To achieve the reliability required, we will need to develop a formalism that represents the sets of actions each Unmanned Aerial Vehicle (UAV) can perform while allowing capture of the kinetic constraints of the UAVs. We will then verify that the behaviours of each UAV modelled using this formalism lead to the individual or overall goal of the mission they are to achieve. These need to be extended from individual behaviours to a cooperative level amongst the multiple UAVs. Next, we plan to link the low-level code to high-level abstraction and verify it via advanced model-checking techniques. Finally, logical tools will be used to exhaustively reason about learning as a result of information flow among UAVs and their environment.

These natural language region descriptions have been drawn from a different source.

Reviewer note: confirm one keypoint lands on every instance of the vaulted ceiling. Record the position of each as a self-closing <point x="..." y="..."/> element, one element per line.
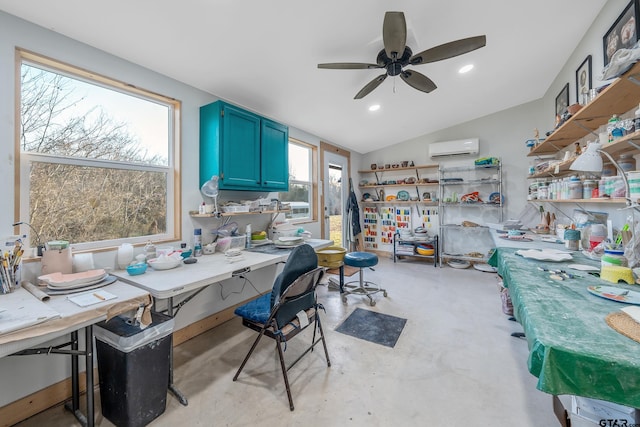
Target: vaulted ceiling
<point x="263" y="55"/>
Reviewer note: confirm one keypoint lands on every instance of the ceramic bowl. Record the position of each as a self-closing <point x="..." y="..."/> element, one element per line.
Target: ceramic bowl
<point x="209" y="249"/>
<point x="422" y="250"/>
<point x="136" y="269"/>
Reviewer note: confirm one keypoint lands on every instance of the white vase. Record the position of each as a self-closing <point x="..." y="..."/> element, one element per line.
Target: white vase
<point x="125" y="255"/>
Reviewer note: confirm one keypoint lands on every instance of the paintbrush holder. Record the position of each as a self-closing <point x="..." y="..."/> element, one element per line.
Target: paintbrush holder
<point x="57" y="261"/>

Unmanned aerial vehicles (UAVs) can be used for civil and science purpose such as natural disasters, humanitarian relief, environment, weather and storm tracking. The most important reason for use of UAVs is the avoidance of risk to human health. A prime example is the recent catastrophe in Fukushima, Japan, where a UAV was imported from the US to record videos and take pictures of the damaged nuclear plant. To date, widespread use of UAVs is still limited by one major challenge: safety and reliability. Consequently they cannot be used autonomously, which severely constrains their potential. With autonomous capabilities, teams of UAVs could be deployed with minimum human intervention. These UAVs could collaborate to achieve a given task, whilst being more reactive to environmental hazards than under the control of human operators. Such teams of UAVs would ultimately achieve better results and be more cost-effective than UAVs acting in isolation under the control of human operators. Large teams of UAVs could be easily mobilized and deployed in international missions as emergency response teams.

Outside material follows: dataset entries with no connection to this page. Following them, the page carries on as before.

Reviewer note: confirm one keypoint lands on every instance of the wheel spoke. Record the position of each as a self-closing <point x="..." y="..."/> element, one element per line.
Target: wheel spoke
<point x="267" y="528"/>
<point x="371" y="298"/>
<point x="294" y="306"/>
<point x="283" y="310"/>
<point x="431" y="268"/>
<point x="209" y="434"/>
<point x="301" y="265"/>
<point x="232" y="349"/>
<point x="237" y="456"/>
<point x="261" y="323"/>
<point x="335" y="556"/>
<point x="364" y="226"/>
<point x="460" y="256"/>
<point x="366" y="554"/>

Our research will address this lack of reliability and safety via a cross-cutting framework that will range from engineering details to verification and logic and reasoning of UAVs. We will demonstrate the efficiency and validity of our approach by implementations on real quadrotor UAVs, in scenarios where they are likely to be used: search and rescue. The outcomes of our research will apply not only to UAVs but to any autonomous systems (cars, planes, or underwater vehicles). There is a very broad range of direct beneficiaries of our research in all sectors of society. The immediate beneficiaries are academic researchers and manufacturers of autonomous systems and the users of these systems. Medium-term beneficiaries are non-technical users that would benefit from off-the-shelves cost-effective verified systems. In the long term, we expect that the outcomes of this research will become the standard framework used by manufacturers of autonomous systems to provide users verified safe and reliable platforms.

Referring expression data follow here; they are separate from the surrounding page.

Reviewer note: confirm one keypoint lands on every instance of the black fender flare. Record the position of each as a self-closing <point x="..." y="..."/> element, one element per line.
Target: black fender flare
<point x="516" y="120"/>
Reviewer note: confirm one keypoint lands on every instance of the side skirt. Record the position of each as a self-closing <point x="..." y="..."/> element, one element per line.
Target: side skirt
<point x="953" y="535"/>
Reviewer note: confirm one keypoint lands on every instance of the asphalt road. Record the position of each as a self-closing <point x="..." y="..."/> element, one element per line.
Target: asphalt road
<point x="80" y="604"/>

UAVs can be used in a great range of applications that span from remote sensing, to surveillance, wildfire detection and management, law enforcement, pollution monitoring, TV broadcast relay, etc. The global unmanned aerial vehicles (UAV) market, worth an estimated US $7.1 billion this year, is expected to grow by 4% over the next ten years, reaching US $10.5 billion in 2021, according to a Lucintel report. The growing interest in UAVs combined with a low market penetration rate makes the timing of this project ideal to have a real impact in contributing towards the development and deployment of unmanned aerial vehicles.

We anticipate an uptake of our results to yield new investments in verification technology and industrialization of the processes that we develop. Where current state of the art involves outsourcing testing to low-wage countries we expect a shift towards automation and development of such automation tools.